Aim We seek to demonstrate that whilst information derived from phylogeographic and landscape genetic approaches has been used broadly to further ecological and evolutionary hypothesis testing, it can also be used to further species modelling approaches, particularly where bioclimatic and demographic methodologies are to be combined to tackle climate change adaptation and conservation planning.
Location General application.
Methods We start with a review of species distribution modelling studies that have used data derived from molecular marker studies, and identify which parameters can realistically be derived from molecular marker studies for inclusion in species and ecosystem distribution prediction and conservation planning.
Results We find that the uptake of phylogeographic and landscape genetic methods to inform species distribution modelling studies has to date been limited (particularly the latter approaches), despite offering clear potential to improve species modelling approaches that aim to combine climatic envelope and demographic parameters. Using a series of cases studies, we demonstrate that phylogeographic approaches can be particularly useful for identifying biogeographic barriers and refugia, testing alternative demographic models, identifying concordant demographic patterns between species within a single ecosystem and testing temporal niche conservatism. We also find that landscape genetic approaches are particularly useful for quantifying landscape permeability and source/sink dynamics of meta-populations and identifying adaptive variation in the landscape. A summary of parameters that are derivable from such studies for modelling and conservation applications is provided.

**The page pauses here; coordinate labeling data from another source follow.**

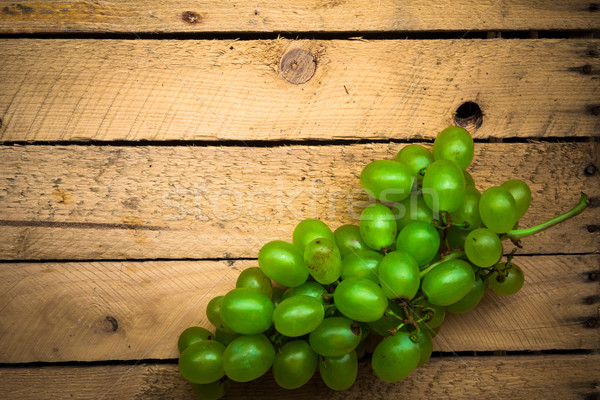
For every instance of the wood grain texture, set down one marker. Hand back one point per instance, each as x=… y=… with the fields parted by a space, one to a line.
x=156 y=16
x=87 y=202
x=523 y=377
x=233 y=90
x=94 y=311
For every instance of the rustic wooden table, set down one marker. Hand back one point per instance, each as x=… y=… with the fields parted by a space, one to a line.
x=149 y=148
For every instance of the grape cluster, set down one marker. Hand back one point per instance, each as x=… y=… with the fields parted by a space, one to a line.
x=431 y=244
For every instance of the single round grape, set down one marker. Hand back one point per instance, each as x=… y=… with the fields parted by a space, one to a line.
x=362 y=264
x=521 y=192
x=456 y=144
x=471 y=299
x=283 y=262
x=483 y=247
x=348 y=240
x=310 y=229
x=387 y=180
x=468 y=212
x=310 y=288
x=256 y=279
x=209 y=391
x=323 y=260
x=448 y=282
x=510 y=283
x=443 y=186
x=399 y=275
x=417 y=158
x=294 y=364
x=248 y=357
x=247 y=311
x=395 y=357
x=202 y=362
x=412 y=208
x=378 y=227
x=419 y=239
x=339 y=373
x=335 y=337
x=213 y=313
x=191 y=335
x=298 y=315
x=360 y=299
x=498 y=209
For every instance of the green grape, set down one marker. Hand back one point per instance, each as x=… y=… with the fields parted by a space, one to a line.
x=385 y=323
x=416 y=157
x=378 y=227
x=395 y=357
x=360 y=299
x=498 y=209
x=419 y=239
x=413 y=208
x=310 y=288
x=387 y=180
x=348 y=240
x=483 y=247
x=509 y=282
x=455 y=237
x=323 y=260
x=399 y=275
x=310 y=229
x=443 y=186
x=209 y=391
x=362 y=264
x=256 y=279
x=339 y=373
x=471 y=299
x=294 y=364
x=469 y=181
x=521 y=193
x=468 y=212
x=456 y=144
x=225 y=337
x=202 y=362
x=248 y=357
x=193 y=335
x=448 y=282
x=425 y=346
x=247 y=311
x=335 y=337
x=298 y=315
x=213 y=313
x=283 y=262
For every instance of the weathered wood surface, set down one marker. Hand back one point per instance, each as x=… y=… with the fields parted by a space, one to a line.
x=156 y=16
x=88 y=202
x=93 y=311
x=522 y=377
x=234 y=90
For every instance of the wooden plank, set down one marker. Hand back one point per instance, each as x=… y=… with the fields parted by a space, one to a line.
x=226 y=90
x=534 y=377
x=136 y=310
x=87 y=202
x=33 y=16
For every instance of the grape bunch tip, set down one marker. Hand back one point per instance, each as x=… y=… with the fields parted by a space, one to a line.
x=430 y=244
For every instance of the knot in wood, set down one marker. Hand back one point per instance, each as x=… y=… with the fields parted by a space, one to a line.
x=298 y=66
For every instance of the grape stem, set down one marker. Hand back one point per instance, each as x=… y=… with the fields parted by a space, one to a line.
x=451 y=256
x=516 y=235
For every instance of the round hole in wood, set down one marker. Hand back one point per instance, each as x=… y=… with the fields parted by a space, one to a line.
x=469 y=116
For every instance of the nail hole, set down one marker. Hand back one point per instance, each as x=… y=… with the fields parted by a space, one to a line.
x=469 y=115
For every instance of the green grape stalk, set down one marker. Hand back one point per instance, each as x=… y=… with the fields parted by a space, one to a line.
x=429 y=245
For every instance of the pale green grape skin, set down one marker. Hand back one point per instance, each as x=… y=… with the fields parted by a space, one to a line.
x=339 y=373
x=310 y=229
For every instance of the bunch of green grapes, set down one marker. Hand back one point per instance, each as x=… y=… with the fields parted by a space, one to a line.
x=431 y=244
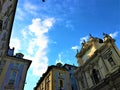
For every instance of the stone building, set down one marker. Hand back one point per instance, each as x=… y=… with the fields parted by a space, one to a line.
x=73 y=81
x=99 y=64
x=13 y=68
x=58 y=77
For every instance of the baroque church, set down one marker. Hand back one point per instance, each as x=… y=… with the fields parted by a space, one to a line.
x=99 y=64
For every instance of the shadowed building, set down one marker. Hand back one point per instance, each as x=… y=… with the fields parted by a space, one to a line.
x=13 y=68
x=73 y=81
x=99 y=64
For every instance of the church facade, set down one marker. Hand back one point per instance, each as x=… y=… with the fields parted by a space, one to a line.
x=99 y=64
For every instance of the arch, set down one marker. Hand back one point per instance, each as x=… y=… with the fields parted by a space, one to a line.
x=96 y=76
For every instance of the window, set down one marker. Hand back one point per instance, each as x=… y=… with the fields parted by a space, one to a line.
x=61 y=84
x=47 y=83
x=96 y=76
x=1 y=22
x=111 y=61
x=12 y=77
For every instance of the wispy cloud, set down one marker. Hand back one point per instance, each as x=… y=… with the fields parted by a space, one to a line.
x=84 y=38
x=20 y=14
x=39 y=44
x=30 y=8
x=15 y=42
x=75 y=47
x=35 y=43
x=59 y=59
x=113 y=35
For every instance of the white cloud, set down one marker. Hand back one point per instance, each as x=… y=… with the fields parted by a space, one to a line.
x=113 y=35
x=20 y=14
x=59 y=60
x=84 y=38
x=38 y=44
x=15 y=42
x=30 y=8
x=75 y=47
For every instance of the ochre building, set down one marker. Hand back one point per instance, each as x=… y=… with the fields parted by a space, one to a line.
x=13 y=68
x=55 y=78
x=99 y=64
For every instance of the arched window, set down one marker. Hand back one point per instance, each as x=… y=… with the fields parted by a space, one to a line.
x=111 y=61
x=96 y=76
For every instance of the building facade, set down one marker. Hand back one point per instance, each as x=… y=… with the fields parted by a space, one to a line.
x=7 y=13
x=99 y=64
x=13 y=68
x=73 y=81
x=58 y=77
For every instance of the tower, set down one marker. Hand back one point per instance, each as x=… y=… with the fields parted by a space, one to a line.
x=99 y=64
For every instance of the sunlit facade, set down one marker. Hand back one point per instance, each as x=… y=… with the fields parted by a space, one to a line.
x=55 y=78
x=99 y=64
x=13 y=68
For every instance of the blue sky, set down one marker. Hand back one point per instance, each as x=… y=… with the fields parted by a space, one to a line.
x=50 y=32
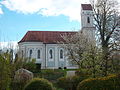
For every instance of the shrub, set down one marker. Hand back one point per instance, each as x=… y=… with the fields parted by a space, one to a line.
x=69 y=83
x=65 y=83
x=51 y=75
x=111 y=82
x=39 y=84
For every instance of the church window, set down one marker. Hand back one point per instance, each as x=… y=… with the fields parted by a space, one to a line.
x=88 y=19
x=22 y=53
x=61 y=54
x=30 y=54
x=51 y=53
x=38 y=54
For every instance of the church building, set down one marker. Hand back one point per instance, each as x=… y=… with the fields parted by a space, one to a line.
x=44 y=47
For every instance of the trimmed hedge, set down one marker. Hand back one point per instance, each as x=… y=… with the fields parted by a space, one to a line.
x=69 y=83
x=39 y=84
x=111 y=82
x=51 y=75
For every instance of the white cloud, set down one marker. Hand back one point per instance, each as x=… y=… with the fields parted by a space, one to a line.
x=70 y=8
x=1 y=12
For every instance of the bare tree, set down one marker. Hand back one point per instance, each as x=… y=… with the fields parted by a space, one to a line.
x=107 y=21
x=75 y=45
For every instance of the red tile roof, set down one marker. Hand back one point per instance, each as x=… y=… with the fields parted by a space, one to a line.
x=86 y=6
x=45 y=36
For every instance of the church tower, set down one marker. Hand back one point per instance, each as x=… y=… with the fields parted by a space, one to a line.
x=87 y=21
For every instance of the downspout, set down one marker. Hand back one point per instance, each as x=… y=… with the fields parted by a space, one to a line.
x=45 y=57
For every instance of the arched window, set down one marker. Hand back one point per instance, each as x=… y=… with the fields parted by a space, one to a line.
x=38 y=54
x=88 y=19
x=61 y=54
x=51 y=54
x=30 y=54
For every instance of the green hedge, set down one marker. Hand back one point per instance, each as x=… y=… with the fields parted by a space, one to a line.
x=111 y=82
x=69 y=83
x=51 y=75
x=39 y=84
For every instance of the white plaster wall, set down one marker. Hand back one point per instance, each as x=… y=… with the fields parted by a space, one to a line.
x=84 y=15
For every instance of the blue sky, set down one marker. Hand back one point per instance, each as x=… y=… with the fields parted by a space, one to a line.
x=19 y=16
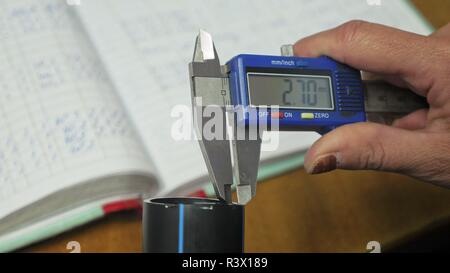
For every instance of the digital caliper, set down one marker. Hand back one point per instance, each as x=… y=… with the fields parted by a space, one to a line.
x=301 y=94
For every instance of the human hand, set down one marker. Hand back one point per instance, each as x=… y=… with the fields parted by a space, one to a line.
x=418 y=144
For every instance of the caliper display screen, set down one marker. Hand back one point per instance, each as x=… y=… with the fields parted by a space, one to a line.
x=290 y=91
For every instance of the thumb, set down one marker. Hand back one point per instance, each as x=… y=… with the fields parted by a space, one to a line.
x=368 y=146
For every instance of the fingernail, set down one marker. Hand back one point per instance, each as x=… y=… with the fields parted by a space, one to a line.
x=324 y=164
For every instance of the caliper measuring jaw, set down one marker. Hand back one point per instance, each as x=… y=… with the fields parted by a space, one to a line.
x=212 y=112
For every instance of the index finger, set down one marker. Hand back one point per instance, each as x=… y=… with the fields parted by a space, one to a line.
x=370 y=47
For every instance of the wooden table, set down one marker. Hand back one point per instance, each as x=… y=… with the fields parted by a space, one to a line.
x=341 y=211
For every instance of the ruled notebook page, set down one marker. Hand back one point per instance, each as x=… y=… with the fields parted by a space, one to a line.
x=146 y=47
x=61 y=122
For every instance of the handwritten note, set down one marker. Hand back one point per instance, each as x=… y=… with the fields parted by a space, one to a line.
x=61 y=121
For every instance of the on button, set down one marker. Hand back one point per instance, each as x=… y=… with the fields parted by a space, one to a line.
x=307 y=116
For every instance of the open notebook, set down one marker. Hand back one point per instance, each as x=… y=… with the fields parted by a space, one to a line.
x=86 y=93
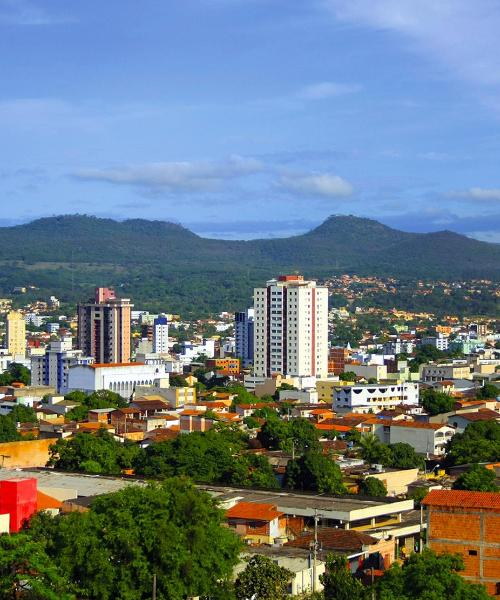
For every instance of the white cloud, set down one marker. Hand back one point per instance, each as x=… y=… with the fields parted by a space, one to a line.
x=461 y=34
x=326 y=185
x=327 y=89
x=25 y=12
x=481 y=194
x=194 y=176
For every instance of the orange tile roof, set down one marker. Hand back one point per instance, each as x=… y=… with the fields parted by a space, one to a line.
x=253 y=511
x=108 y=365
x=463 y=499
x=44 y=501
x=332 y=427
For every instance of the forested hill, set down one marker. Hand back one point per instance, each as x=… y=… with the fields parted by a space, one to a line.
x=156 y=261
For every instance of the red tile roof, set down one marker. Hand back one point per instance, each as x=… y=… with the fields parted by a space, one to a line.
x=463 y=499
x=109 y=365
x=253 y=511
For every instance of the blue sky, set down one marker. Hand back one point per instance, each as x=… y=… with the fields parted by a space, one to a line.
x=253 y=118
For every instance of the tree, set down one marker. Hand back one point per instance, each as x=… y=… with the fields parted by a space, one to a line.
x=263 y=579
x=171 y=530
x=480 y=442
x=428 y=576
x=488 y=392
x=338 y=581
x=435 y=402
x=251 y=470
x=478 y=479
x=27 y=572
x=371 y=486
x=316 y=472
x=405 y=457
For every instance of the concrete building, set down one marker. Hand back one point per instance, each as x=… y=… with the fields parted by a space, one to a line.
x=440 y=341
x=467 y=523
x=160 y=335
x=443 y=371
x=243 y=333
x=368 y=397
x=291 y=328
x=104 y=328
x=52 y=367
x=121 y=378
x=425 y=438
x=16 y=334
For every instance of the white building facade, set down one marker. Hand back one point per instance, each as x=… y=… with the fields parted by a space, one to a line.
x=119 y=378
x=291 y=328
x=366 y=398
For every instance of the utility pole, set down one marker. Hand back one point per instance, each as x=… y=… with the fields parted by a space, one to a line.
x=315 y=547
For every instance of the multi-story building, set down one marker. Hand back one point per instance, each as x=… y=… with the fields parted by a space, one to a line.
x=369 y=397
x=16 y=334
x=104 y=328
x=122 y=378
x=291 y=328
x=467 y=523
x=441 y=372
x=52 y=367
x=440 y=341
x=243 y=333
x=337 y=359
x=160 y=335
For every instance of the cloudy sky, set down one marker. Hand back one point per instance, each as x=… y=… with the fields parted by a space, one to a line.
x=246 y=118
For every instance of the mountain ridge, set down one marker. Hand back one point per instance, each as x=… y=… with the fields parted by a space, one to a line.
x=159 y=262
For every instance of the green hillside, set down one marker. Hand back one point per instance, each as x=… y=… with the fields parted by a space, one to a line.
x=164 y=265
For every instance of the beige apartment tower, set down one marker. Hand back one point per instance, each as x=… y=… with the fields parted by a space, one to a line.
x=16 y=333
x=291 y=328
x=104 y=328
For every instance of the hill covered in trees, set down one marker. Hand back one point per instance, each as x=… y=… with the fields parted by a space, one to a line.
x=164 y=265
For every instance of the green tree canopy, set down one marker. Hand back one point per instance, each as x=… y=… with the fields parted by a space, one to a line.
x=28 y=573
x=435 y=402
x=371 y=486
x=112 y=551
x=428 y=576
x=488 y=392
x=480 y=442
x=477 y=478
x=316 y=472
x=263 y=579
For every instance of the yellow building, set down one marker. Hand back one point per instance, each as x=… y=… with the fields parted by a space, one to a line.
x=16 y=333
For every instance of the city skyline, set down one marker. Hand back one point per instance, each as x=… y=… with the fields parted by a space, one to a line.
x=251 y=118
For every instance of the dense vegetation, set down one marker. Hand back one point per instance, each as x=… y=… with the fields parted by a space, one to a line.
x=163 y=265
x=171 y=531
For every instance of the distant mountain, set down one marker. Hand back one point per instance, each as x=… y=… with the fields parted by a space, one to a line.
x=161 y=263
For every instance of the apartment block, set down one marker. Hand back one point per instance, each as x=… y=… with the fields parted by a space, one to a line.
x=291 y=328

Main conclusions Molecular marker methods have much to offer species distribution modelling, particularly in the field of climate adaptation. Molecular information can inform on species historical dynamics and contemporary demography necessary to advance species modelling paradigms that seek to integrate climatic and demographic drivers. Furthermore, recognizing diversity below species level and incorporating this information into modelling frameworks will enable conservation managers to plan for the capture of areas of evolutionary potential.